Miami Mayor Francis Suarez announces 2024 presidential run
SIMI VALLEY, Calif. (TND) — Miami Mayor Francis Suarez formally announced his campaign for the 2024 Republican presidential nomination Thursday night.
Speaking from the Ronald Reagan Library in Simi Valley, Calif., Suarez sought to position himself as an inheritor of Reagan’s vision of conservativsm, and America, during the course of his remarks (he also cited the moral example of Saint John Paul II and his father Xavier, a past Miami mayor).
In Miami, we admired President Reagan for his vision of a confident and forward-looking America,” Suarez said. “He didn’t define himself by what he was against, but by what he was for. He built a winning majority around a vision of America’s future rooted in our national values and inspired by our shared heritage.
The third-term Republican mayor joins only a few competitors and colleagues in invoking Reagan – once the standard-bearer and philosophical center for the GOP – in the race, like former Vice President Mike Pence and Sen. Tim Scott, R-N.C., who has specifically invoked the 40th president’s “shining city on a hill” rhetoric when speaking about the country.
Suarez also followed the principle of definining himself not by what he was against by largely staying away from culture war issues like critical race theory or “wokeness” – he also did not comment on former President Donald Trump’s federal charges – but by speaking to kitchen table issues like crime and economic development.
No one can pursue happiness if they live in a violent neighborhood, or on a street that isn’t secure,” he said. “Every American has a fundamental right to life, liberty and the pursuit of happiness and that right should not be limited because you may live secure in your own home,” he added, going on to claim how recent increases in budgets to (rather than defunding of) police led to the lowest murder rate per capita the city had seen in almost 60 years.
Speaking to recent events, he cited his bona fides on the federal deficit – and fight between the House and White House over budget and the debt ceiling – with Miami’s recent credit rating upgrade to AA (from AA-), which is an all-time high for the city.
He also took a moment to switch and address the crowd entirely in Spanish, offering an olive branch to the country’s considerable and growing Hispanic population from a two-party system that ends to stick entirely to English in its leadership.
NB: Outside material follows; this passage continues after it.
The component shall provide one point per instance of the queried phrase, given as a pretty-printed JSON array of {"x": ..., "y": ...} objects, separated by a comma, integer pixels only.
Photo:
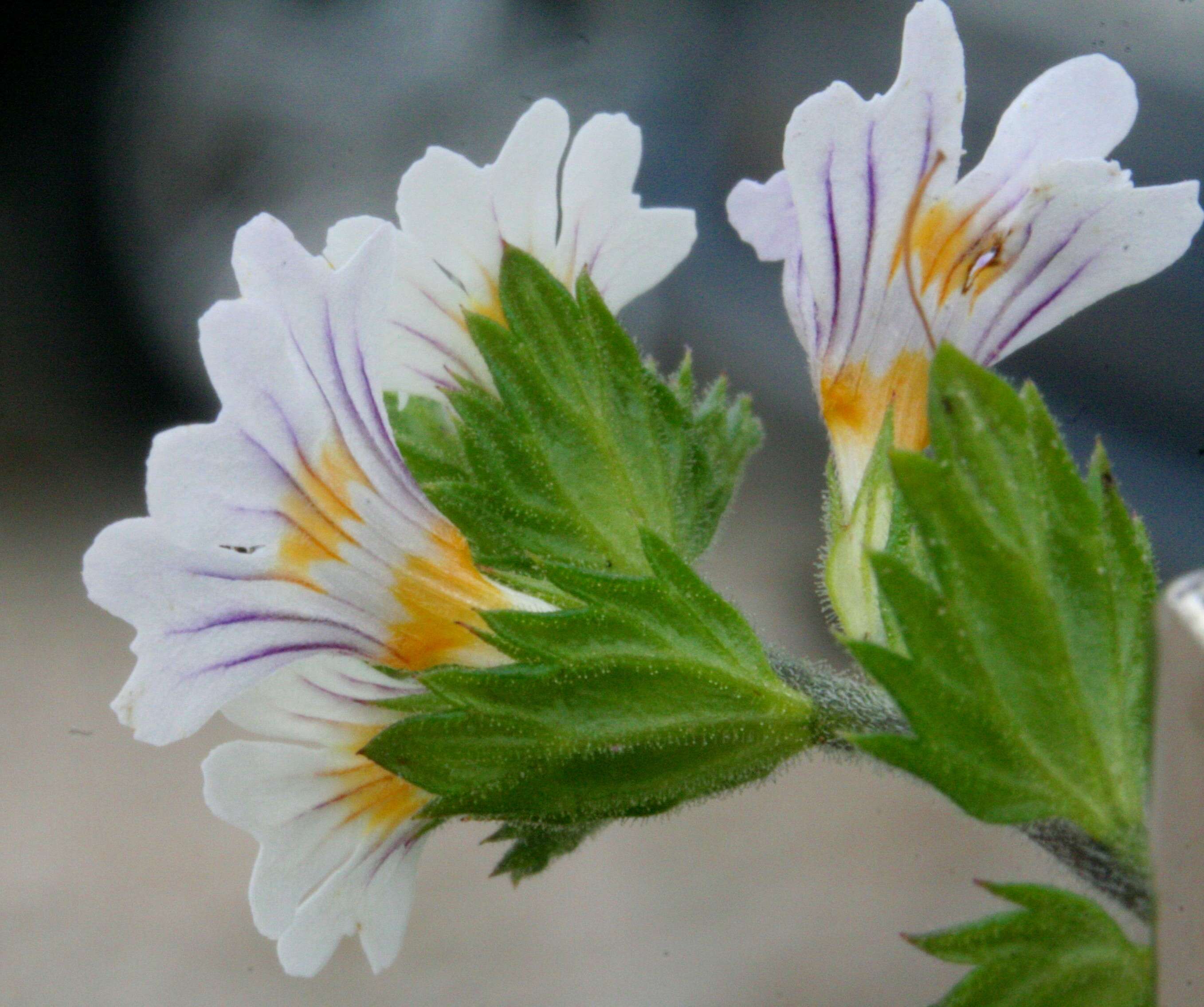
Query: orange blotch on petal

His comments also came just hours after Pres. Joe Biden acknowledged that 26 out of every 100 public school students in the country speak Spanish (a 2020 fact check shows the numner is actually 17% during remarks on the 11th anniversary of the DACA program at the White House.
Suarez made headlines in the immediate aftermath of his remarks by criticizing the 6-week abortion ban recently signed into law in his state by Gov. Ron DeSantis, now his rival for the White House.
“Look, I think that the country is not there yet,” he said of the six-week ban, which is before many women know they are pregnant.
He said he would back a 15-week federal abortion ban with rare exceptions, in line with a plan proposed by GOP Sen. Lindsey Graham of South Carolina last year that more moderate Republicans tried to distance themselves from before the midterm elections.
We are in a situation where 70% of the country agrees with a limitation of 15 weeks where there is an exception for the life of the mother and an exception for rape and incest, and I think that is a position that will save a tremendous amount of babies,” Suarez said. “If there was that kind of federal law, that’s one that I would support as president.
Suarez’s final opening message to voters was that needed someone like him, a servant – not a “shouter” or a “fighter” or someone who will lecture them – and a mayor, with that combination of tight management skill and retail politics, in the White House.
“We must not shy away from the challenges that will allow us to continue to deliver generational prosperity,” Suarez said. “To meet this challenge, we need a strong leader who shares America’s values, who understands that unity is more powerful than division.”